My reading has taken me to the reign of Saul, the first king of Israel, a man generally despised and noted for his less than kingly qualities. As I was reading this morning, two passages stuck out to me. The first is 1 Kings 15:22, which says (in the English Standard Version) "Has the LORD as great delight in burnt offerings and sacrifices, as in obeying the voice of the LORD? Behold, to obey is better than sacrifice, and to listen than the fat of rams..." That passage is a familiar one to many who have grown up in church. If your childhood was anything like mine, then you heard the following passage as well. It says, "For rebellion is as the sin of divination" or witchcraft, in some translations. Either way, the message is clear; rebellion is bad news.
Samuel is confronting Saul for his rebellion against the Lord, and he is mincing no words. Saul is in trouble, and he realizes it too late. His response, however genuine and contrite it may not be (he does, after all, blame his subjects for his rebellion, vs 24), echoes the cry of my heart when I'm confronted with rebelling against the Lord's direction, "I have sinned, for I have transgressed the commandment of the LORD... Now therefore, please pardon my sin...that I may worship the LORD." Samuel's response is one to make a grown man shudder,"I will not return with you...the LORD has rejected you..."
Now, Saul was rejected from being king, which is far different from being completely rejected. But still, I'd NEVER want to hear those words, from anyone, about anything. Obviously, Saul was less than thrilled. For him, however, it was too late.
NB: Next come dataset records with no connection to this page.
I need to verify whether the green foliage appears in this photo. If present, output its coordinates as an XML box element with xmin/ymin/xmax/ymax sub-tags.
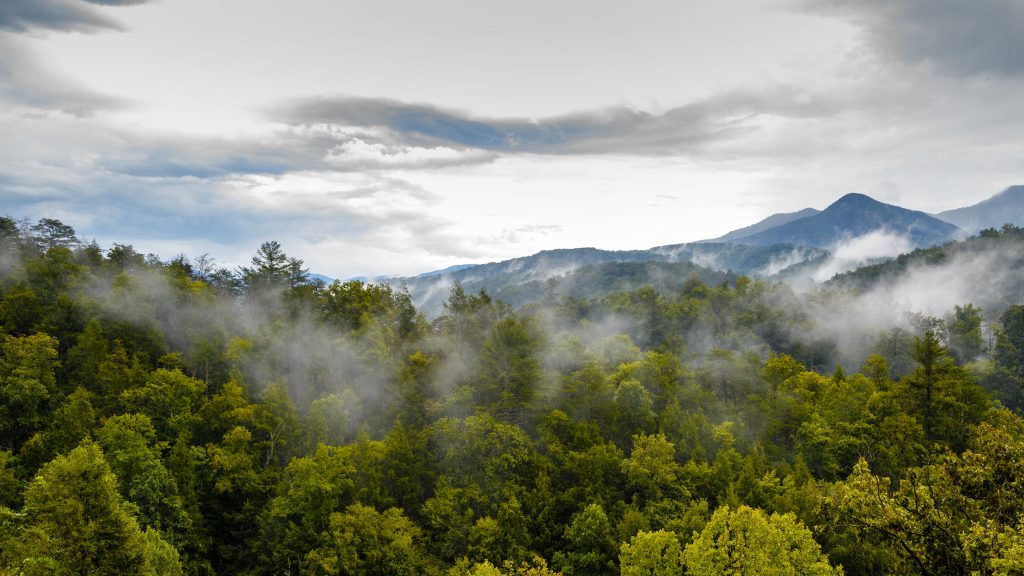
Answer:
<box><xmin>683</xmin><ymin>506</ymin><xmax>843</xmax><ymax>576</ymax></box>
<box><xmin>6</xmin><ymin>219</ymin><xmax>1024</xmax><ymax>576</ymax></box>
<box><xmin>3</xmin><ymin>443</ymin><xmax>180</xmax><ymax>575</ymax></box>
<box><xmin>306</xmin><ymin>504</ymin><xmax>434</xmax><ymax>576</ymax></box>
<box><xmin>618</xmin><ymin>530</ymin><xmax>683</xmax><ymax>576</ymax></box>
For the rest of us, today, thankfully, it is not.
Centuries after the above described discussion, Paul (formerly known as Saul) the Apostle, wrote a letter to the Church in Rome, in which he described the challenges of living according to God's standard and how truly difficult it is. He ended one section with the cry, "Wretched man that I am, who will save me from this body of death?!?" Romans 7:24, ESV. But, he begins the next chapter with the thrilling words, "There is therefore now no condemnation for those who are in Christ."
In so many ways, I'm not better than King Saul, choosing to do what I want to do instead of what God commands (usually in the form of loving myself and not loving my neighbor), or to not do what I should do (which is to love my God with all my heart, soul, mind, and strength, and to love my neighbor as myself), but instead of rejecting me as He did Saul, God wraps His arms around me and says, "I don't condemn you." What a wonderful gift to be me instead of King Saul, who was rejected by God.
That makes me think of a passage in Isaiah, where it describes what happened to make it possible for me to experience God's grace instead of the wrath I deserve. It says, "He was despised and rejected, a man of sorrows and acquainted with grief." Isaiah 53:3 ESV.
King Saul, who was rejected by God for his rebellion, is not me, thank God!